The island is a haven for wildlife. 76% of the island is Magnetic Island National Park, which is mostly located on the steep hilly interior and rugged north-western side. The highest point on the island is Mount Cook reaching 497 m above sea level. A citizen science project at Magnetic has over 3500 observations of 1126 species with the most observed species the koala and the most observed marine species the goldstripe butterflyfish.

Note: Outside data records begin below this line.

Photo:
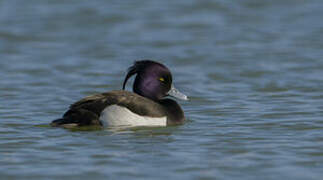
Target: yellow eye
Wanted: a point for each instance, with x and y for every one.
(162, 79)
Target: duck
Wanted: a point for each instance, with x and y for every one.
(148, 105)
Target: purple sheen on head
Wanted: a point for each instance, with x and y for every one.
(147, 82)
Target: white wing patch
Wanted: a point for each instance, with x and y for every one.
(115, 115)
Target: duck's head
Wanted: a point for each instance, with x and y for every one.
(153, 80)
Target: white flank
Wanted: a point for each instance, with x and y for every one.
(115, 115)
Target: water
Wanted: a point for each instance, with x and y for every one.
(252, 69)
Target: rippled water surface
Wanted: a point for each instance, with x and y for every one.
(253, 71)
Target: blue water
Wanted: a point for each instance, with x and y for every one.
(253, 71)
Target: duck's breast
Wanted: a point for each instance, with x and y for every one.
(115, 115)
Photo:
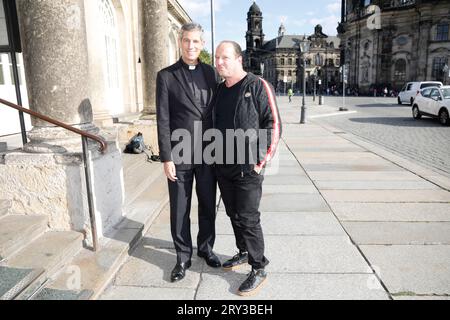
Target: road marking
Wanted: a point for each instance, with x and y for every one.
(332, 114)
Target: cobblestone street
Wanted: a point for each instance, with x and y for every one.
(382, 121)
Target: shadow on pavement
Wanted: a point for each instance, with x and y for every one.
(150, 251)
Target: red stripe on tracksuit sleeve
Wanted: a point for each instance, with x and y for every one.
(276, 125)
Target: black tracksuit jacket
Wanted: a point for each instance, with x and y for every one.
(256, 109)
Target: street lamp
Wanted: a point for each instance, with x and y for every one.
(446, 73)
(304, 47)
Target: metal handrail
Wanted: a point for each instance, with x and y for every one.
(58, 123)
(84, 136)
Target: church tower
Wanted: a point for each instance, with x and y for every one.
(281, 30)
(255, 38)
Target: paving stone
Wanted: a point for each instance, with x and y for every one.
(363, 175)
(418, 270)
(283, 189)
(287, 180)
(293, 203)
(294, 287)
(351, 167)
(151, 267)
(409, 233)
(386, 196)
(291, 223)
(376, 185)
(138, 293)
(352, 211)
(303, 254)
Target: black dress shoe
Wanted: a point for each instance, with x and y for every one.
(211, 260)
(253, 283)
(179, 272)
(236, 262)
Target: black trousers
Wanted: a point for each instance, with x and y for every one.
(180, 209)
(241, 195)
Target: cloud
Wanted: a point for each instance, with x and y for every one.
(201, 9)
(329, 24)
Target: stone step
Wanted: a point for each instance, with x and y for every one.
(138, 175)
(97, 269)
(32, 267)
(5, 205)
(17, 231)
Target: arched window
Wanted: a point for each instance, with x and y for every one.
(400, 70)
(111, 43)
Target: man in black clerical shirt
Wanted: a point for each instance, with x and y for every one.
(184, 93)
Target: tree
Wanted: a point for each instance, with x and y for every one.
(205, 57)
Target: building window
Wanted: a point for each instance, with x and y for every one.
(400, 70)
(438, 66)
(111, 43)
(442, 32)
(2, 74)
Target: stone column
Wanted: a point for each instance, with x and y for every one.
(154, 55)
(48, 178)
(56, 63)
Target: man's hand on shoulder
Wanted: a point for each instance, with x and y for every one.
(170, 171)
(257, 169)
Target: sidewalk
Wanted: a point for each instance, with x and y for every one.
(340, 222)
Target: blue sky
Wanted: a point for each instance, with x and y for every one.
(299, 16)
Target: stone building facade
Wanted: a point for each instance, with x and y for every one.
(281, 61)
(116, 36)
(85, 62)
(387, 43)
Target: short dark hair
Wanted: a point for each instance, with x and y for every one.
(192, 26)
(237, 48)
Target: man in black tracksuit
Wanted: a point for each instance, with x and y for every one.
(245, 102)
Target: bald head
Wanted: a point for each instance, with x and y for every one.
(229, 60)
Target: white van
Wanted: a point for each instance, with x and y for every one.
(411, 89)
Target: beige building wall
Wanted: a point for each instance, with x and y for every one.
(116, 53)
(406, 40)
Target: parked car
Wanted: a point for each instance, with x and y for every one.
(411, 89)
(433, 102)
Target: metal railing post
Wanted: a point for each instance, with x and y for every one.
(90, 198)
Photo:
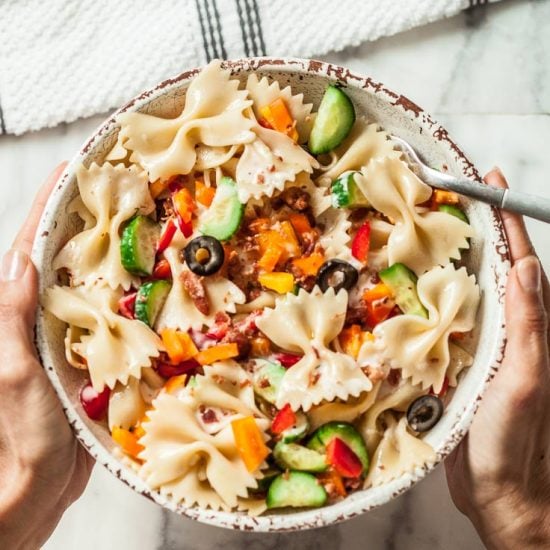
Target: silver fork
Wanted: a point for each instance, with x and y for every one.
(514, 201)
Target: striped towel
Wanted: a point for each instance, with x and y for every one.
(65, 59)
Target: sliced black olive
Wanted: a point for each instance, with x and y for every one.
(337, 274)
(204, 255)
(424, 413)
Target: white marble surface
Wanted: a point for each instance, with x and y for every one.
(486, 76)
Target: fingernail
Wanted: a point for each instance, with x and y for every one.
(14, 264)
(528, 270)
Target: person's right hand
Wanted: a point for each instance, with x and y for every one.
(43, 469)
(499, 476)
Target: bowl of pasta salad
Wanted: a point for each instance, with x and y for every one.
(253, 310)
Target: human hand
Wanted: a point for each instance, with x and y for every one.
(499, 476)
(43, 469)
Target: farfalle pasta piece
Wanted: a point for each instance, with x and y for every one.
(419, 240)
(270, 161)
(110, 195)
(365, 142)
(263, 92)
(179, 311)
(335, 238)
(398, 453)
(395, 398)
(115, 348)
(191, 455)
(126, 405)
(419, 346)
(342, 411)
(308, 323)
(214, 115)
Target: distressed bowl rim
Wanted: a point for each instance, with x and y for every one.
(361, 501)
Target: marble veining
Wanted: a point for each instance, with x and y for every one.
(484, 75)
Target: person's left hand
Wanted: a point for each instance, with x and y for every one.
(43, 469)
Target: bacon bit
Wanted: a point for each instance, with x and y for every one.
(195, 288)
(287, 359)
(208, 415)
(374, 374)
(394, 377)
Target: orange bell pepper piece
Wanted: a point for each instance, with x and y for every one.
(270, 257)
(300, 223)
(158, 187)
(249, 442)
(309, 265)
(174, 383)
(439, 196)
(184, 204)
(352, 338)
(217, 353)
(204, 194)
(127, 440)
(179, 345)
(277, 115)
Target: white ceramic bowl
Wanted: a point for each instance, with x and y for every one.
(488, 259)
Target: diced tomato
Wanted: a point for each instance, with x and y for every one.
(167, 236)
(166, 370)
(361, 243)
(287, 359)
(127, 304)
(343, 459)
(162, 270)
(283, 420)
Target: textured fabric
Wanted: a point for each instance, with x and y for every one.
(65, 59)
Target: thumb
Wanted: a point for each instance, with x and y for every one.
(18, 293)
(526, 317)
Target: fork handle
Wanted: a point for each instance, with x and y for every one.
(513, 201)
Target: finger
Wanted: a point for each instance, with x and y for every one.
(25, 237)
(526, 322)
(518, 238)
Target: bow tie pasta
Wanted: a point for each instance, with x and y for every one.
(261, 295)
(307, 324)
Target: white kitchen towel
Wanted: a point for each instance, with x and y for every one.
(65, 59)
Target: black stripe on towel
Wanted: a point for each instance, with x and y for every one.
(205, 43)
(244, 32)
(256, 33)
(223, 52)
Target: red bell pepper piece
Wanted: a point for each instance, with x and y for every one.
(127, 304)
(167, 236)
(343, 459)
(94, 403)
(287, 359)
(162, 270)
(361, 243)
(166, 370)
(283, 420)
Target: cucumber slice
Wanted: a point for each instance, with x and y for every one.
(150, 299)
(347, 433)
(402, 282)
(298, 431)
(346, 193)
(138, 245)
(291, 456)
(297, 490)
(454, 211)
(224, 215)
(267, 379)
(333, 123)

Magnetic Island is famous for its fishing opportunities. Fish around the island include: mackerel, giant trevally, queenfish, coral trout, blackspot tuskfish, tuna, fingermark, red emperor and sea perch.

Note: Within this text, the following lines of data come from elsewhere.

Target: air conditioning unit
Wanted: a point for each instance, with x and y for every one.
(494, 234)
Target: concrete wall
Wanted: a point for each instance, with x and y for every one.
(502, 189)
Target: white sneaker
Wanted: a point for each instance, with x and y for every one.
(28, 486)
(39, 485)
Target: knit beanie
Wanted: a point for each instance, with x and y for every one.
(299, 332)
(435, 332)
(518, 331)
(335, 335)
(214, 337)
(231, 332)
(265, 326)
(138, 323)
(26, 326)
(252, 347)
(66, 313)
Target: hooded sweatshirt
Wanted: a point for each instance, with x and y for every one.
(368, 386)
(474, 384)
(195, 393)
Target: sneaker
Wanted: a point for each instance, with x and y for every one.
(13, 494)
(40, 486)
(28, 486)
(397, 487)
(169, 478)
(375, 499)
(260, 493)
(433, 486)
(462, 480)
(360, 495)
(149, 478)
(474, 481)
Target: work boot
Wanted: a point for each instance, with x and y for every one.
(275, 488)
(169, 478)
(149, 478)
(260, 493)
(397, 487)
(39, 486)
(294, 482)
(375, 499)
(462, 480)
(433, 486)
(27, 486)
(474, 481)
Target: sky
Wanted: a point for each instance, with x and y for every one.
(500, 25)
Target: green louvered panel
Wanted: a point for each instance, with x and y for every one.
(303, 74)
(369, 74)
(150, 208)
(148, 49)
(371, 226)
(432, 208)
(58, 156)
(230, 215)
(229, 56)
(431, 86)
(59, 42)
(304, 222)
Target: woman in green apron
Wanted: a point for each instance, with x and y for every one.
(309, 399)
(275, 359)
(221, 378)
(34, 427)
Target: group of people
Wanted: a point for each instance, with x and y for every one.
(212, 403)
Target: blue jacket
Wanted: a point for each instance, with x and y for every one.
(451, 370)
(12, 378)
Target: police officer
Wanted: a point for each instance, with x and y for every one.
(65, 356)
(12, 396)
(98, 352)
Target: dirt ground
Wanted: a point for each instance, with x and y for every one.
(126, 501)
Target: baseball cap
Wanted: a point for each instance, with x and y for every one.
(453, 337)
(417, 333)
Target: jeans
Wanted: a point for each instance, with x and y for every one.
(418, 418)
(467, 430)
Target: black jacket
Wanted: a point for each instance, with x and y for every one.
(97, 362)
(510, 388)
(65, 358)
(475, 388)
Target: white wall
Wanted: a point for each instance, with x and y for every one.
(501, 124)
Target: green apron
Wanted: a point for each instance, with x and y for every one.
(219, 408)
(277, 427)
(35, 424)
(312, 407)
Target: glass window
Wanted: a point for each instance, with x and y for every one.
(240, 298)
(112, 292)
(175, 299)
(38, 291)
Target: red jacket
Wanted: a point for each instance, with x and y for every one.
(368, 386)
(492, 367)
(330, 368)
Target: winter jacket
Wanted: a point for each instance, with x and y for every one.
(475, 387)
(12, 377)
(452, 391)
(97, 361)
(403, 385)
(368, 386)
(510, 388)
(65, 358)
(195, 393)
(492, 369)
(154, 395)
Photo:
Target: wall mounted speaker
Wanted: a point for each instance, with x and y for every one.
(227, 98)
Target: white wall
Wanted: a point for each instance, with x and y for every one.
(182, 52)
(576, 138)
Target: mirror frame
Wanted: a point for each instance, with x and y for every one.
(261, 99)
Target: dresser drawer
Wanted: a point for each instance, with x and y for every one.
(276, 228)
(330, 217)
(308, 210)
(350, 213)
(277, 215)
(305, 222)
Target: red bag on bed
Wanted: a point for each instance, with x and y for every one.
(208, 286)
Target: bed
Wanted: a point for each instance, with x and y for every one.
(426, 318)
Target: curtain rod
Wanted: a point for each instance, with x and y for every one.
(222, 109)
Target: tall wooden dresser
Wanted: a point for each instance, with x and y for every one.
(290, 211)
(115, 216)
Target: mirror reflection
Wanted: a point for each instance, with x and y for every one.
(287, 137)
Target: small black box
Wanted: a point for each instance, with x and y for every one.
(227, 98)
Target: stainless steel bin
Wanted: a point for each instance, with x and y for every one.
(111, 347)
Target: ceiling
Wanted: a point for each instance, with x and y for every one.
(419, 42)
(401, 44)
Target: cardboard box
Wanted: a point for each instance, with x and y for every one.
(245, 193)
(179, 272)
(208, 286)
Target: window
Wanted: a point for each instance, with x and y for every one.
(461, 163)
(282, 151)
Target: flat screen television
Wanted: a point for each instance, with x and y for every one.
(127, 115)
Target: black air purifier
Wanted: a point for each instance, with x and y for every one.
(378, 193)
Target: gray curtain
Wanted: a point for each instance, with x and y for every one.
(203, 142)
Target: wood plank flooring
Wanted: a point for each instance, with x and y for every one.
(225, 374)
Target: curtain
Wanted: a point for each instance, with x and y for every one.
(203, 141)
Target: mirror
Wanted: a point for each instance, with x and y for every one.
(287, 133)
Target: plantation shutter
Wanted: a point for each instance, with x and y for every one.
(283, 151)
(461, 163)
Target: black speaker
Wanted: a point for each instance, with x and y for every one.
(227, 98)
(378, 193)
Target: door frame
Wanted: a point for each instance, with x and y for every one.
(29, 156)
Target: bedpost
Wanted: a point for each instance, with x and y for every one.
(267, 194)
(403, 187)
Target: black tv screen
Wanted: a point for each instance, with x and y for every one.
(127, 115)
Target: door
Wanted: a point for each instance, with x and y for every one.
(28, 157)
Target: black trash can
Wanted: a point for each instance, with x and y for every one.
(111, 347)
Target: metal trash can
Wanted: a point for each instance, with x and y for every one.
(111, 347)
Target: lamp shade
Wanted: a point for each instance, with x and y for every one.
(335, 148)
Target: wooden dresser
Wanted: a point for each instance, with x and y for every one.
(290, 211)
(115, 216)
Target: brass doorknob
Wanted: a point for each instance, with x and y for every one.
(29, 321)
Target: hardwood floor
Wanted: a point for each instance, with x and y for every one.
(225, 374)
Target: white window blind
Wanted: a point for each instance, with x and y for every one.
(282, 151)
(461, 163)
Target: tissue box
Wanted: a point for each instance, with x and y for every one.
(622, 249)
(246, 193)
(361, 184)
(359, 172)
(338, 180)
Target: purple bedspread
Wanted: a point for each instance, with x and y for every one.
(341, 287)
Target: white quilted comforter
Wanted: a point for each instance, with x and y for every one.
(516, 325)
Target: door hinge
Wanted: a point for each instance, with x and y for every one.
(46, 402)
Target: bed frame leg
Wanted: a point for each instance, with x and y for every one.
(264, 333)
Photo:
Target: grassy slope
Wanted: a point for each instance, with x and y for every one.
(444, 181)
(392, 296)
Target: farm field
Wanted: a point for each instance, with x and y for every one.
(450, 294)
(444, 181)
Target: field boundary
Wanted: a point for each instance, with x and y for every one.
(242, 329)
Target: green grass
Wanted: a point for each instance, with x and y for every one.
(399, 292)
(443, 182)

As of 2013, there are over 800 koalas estimated to be present on the island; this population represents the northern limit of their geographic range.

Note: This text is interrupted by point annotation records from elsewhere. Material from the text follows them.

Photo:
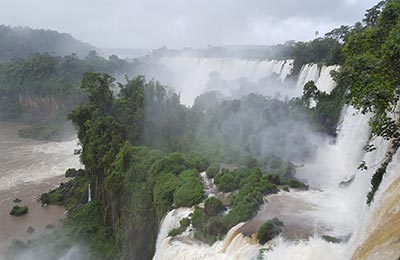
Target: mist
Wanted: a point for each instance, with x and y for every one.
(177, 24)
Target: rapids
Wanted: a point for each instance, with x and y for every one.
(335, 205)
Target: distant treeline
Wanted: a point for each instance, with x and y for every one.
(44, 86)
(21, 42)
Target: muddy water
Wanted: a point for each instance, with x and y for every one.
(27, 169)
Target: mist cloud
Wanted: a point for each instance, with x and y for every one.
(179, 23)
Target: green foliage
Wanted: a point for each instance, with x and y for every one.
(184, 223)
(173, 163)
(189, 175)
(19, 211)
(215, 227)
(213, 207)
(189, 194)
(269, 230)
(226, 181)
(296, 184)
(163, 193)
(212, 170)
(198, 218)
(20, 42)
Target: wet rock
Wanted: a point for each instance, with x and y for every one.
(332, 239)
(269, 230)
(346, 183)
(72, 172)
(19, 210)
(49, 226)
(30, 230)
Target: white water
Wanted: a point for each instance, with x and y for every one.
(189, 75)
(234, 246)
(89, 194)
(329, 207)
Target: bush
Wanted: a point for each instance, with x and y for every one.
(212, 171)
(184, 223)
(19, 210)
(172, 163)
(213, 206)
(187, 175)
(226, 181)
(54, 197)
(196, 161)
(163, 192)
(269, 230)
(215, 227)
(274, 178)
(198, 218)
(189, 194)
(239, 213)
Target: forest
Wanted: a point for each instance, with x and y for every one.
(143, 150)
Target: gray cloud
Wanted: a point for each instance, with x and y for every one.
(179, 23)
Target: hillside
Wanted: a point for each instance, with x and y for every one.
(20, 42)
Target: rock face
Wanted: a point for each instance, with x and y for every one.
(19, 210)
(269, 230)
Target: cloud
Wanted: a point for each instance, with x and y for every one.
(179, 23)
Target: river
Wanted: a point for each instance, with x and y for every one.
(27, 169)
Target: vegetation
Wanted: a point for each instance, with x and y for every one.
(212, 170)
(213, 207)
(370, 73)
(20, 42)
(184, 223)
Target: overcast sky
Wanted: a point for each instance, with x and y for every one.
(184, 23)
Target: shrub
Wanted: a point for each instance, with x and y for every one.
(198, 218)
(163, 192)
(212, 171)
(215, 227)
(296, 184)
(184, 223)
(187, 175)
(226, 181)
(239, 213)
(269, 230)
(196, 161)
(213, 206)
(172, 163)
(274, 178)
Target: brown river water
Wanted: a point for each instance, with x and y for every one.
(27, 169)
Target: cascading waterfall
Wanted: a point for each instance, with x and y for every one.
(89, 194)
(335, 205)
(190, 75)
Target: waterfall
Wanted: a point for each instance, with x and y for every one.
(335, 205)
(190, 75)
(234, 246)
(170, 221)
(89, 194)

The areas of the island that are not covered by the conservation area are open for development subject to local authority approval. As of 2018 the island was undergoing an economic boom.

The wreckage of SS City of Adelaide is located off the shore of Cockle Bay, the island and is a popular tourist attraction.

==Settlements==
The five villages of the island, which contain most of the population of 2107 (as of the census of population)

| Place | Area (km^{2}) | Population | Density |
|---|---|---|---|
| Horseshoe Bay | 9.7 | 484 | 49.9 |
| Arcadia | 5.2 | 257 | 49.4 |
| Nelly Bay | 5.2 | 973 | 187.1 |
| Picnic Bay | 2.8 | 359 | 128.2 |
| West Point | 28.4 | 35 | 1.2 |
| Magnetic Island | 51.3 | 2107 | 41.1 |

==Heritage listings==
Magnetic Island has a number of heritage-listed sites, including:
- East side of island: Fort Complex
- Esplanade: Picnic Bay Jetty

== Education ==
Magnetic Island State School is a government primary school at Nelly Bay. The nearest government secondary school is Townsville State High School in Railway Estate in the Townsville mainland.

== Community groups ==
The Magnetic Garbutt branch of the Queensland Country Women's Association meets at the CWA Hall at 42 Lancaster Street, Garbutt.

Other groups include:
- Magnetic Island Community Development Association (MICDA)
- Magnetic Island Nature Care Association (MINCA)
- Magnetic Island Fauna Care Organisation (MIFCO)
- Magnetic Island Network for Turtles (MINT)
- Magnetic Island Residents & Ratepayers Association (MIRRA)
- Magnetic Island Community Care (MICC)
- Magnetic Island Museum
- Magnetic Island RSL Sub-Branch
- Magnetic Island Rotary Club
- Magnetic Island Bowls Club
- Magnetic Island Country (Golf) Club
- Men's Shed Magnetic Island
- Tourism Magnetic Island
- U3A Magnetic Island

==Annual events==
Annual events include:
- Mother's Day Classic (May)
- SeaLink Magnetic Island Race Week (August/September)
- The Great Island Trek (September)
- Maggie Island Triathlon (October)
To find out more visit whatsonmagneticisland.com.au

== Notable residents ==

- Julian Assange – WikiLeaks co-founder, sporadically lived the first years of his life in Nelly Bay with his mother in the early 1970s.
- Izzy Bee and family – Izzy's Koala World
- Breanna Koenen – captain of the Brisbane Lions in the AFLW
- Cara Koenen – Australian netballer playing for the Sunshine Coast Lightning in the Suncorp Super Netball League and the Australian Diamonds at the national level.